Change, Danger, and Complexity: Interwoven
Accelerating change, danger, and complexity do not function alone. They are deeply intermeshed, interactive, and transforming.
Consider the problem of solid waste management. This problem involves every level of government, every department: from energy to water quality, to planning, to revenues, to public health. Without a cooperative venture, without bridging territorial domains, without overcoming the implicit adversarial process within which we currently operate, the responsible parties at each tier of government cannot even begin to solve these problems. When they do communicate, they often speak from a position of vested interest, less concerned with public good than in furthering a self-serving agenda.

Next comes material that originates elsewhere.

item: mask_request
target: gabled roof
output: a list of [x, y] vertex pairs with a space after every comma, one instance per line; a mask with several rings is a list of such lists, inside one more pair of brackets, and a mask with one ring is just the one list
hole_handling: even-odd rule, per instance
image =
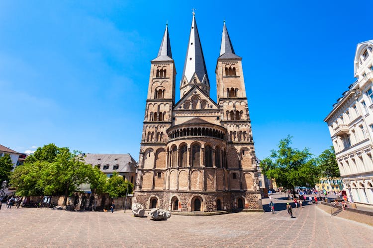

Consider the issues of depletion of the ozone layer, world hunger, over-population, and AIDS. Without the intellectual ability to reason through these complex problems, without being able to analyze the layers within them, without knowing how to identify and pursue the information we need to solve them, we are adrift in a sea of confusion. Without a grasp of the political realities, economic pressures, and scientific data (on the physical environment and its changes)—all of which are simultaneously changing as well—we cannot reverse the trend of deterioration of the quality of life for all who share the earth.
Consider, finally, the problem of terrorism and its link to the problem of ever-diminishing freedom. Predictable and unpredictable "enemies" threaten increasing numbers of innocent people. Though the root causes of terrorism almost always stems from complex issues, terrorism itself is often treated simplistically. People routinely, and uncritically, accept their national media's portrayal of world affairs, though national media in every country typically distort why their nation's "enemies" think and act as they do. Similarly, people readily accept their government's portrayal of world issues. When one's own country, or their allies, attack and kill civilians, such actions are defined by the national governments (and their symbiotic media) as 'defensive' in nature. Unethical practices by one's own government are covered-up, played down, or defended as a last recourse. Similar practices on the part of one's enemy are highlighted and trumpeted, often fomenting national outrage. Mob action, national vendettas, and witch hunts commonly result. The words "good" and "evil" are freely used to justify violence and terror inflicted on enemies—whether "real" or imagined.
But the problem of terrorism is inseparable from the problem of preserving essential human rights and freedoms. In "solving" one problem, we can easily create another. Let us look at a very small part of the evidence. Statewatch a European public interest watchdog group, reports on a letter from President Bush proposing a "lengthy list of more than 40 demands to the European Union for cooperation on anti-terrorism measures," many of which indiscriminately cover "criminal investigations, data surveillance, border controls, and immigration policies." Yet Tony Bunyan, Statewatch editor, comments: "Many of the demands have nothing to do with combating terrorism…." At the same time, the UK parliamentary Joint Committee on Human Rights, comprised of Ministers and Lords, has issued a report that is highly critical of the British government's proposed Anti-Terrorism, Crime and Security Bill. The report claims that the bill violates the European Convention on Human Rights, and questions both the definition of "terrorist activity" and the extension of police powers inherent in the bill.
The fact is that governments world-wide seem prepared to abandon traditional citizen rights and protections to accommodate sweeping extensions of police and government power—in the pursuit of those labeled "terrorists." The New York Times reports (Nov. 22, 2001): "As Americans debate how ruthless a war to wage against terrorism, India's leaders have seized on the Sept. 11 attack to push a draconian new anti-terror law that has stirred furious opposition…" The new ordinance allows authorities "to tap telephones, monitor e-mail, detain people without charge for up to six months, conduct secret trials in jails, and keep the identity of witnesses secret." According to the Times, under a similar previous Indian law, "…more than 75,000 people were arrested, but only 1% convicted…[while] many of the accused languished in jail for years" without hope of bail.
It is, of course, not uncommon for governments touting themselves as democratic to abuse freedom and deny basic liberties. Those concerned with human rights remind us that it is restraints on the government that separate a free society from a police state. We stand in need of the best legal thinking to provide for appropriate police and governmental power while yet preserving the restraints that are the bedrock of essential human freedoms.
This is a glimpse (and very partial analysis) of the world our children and we now face.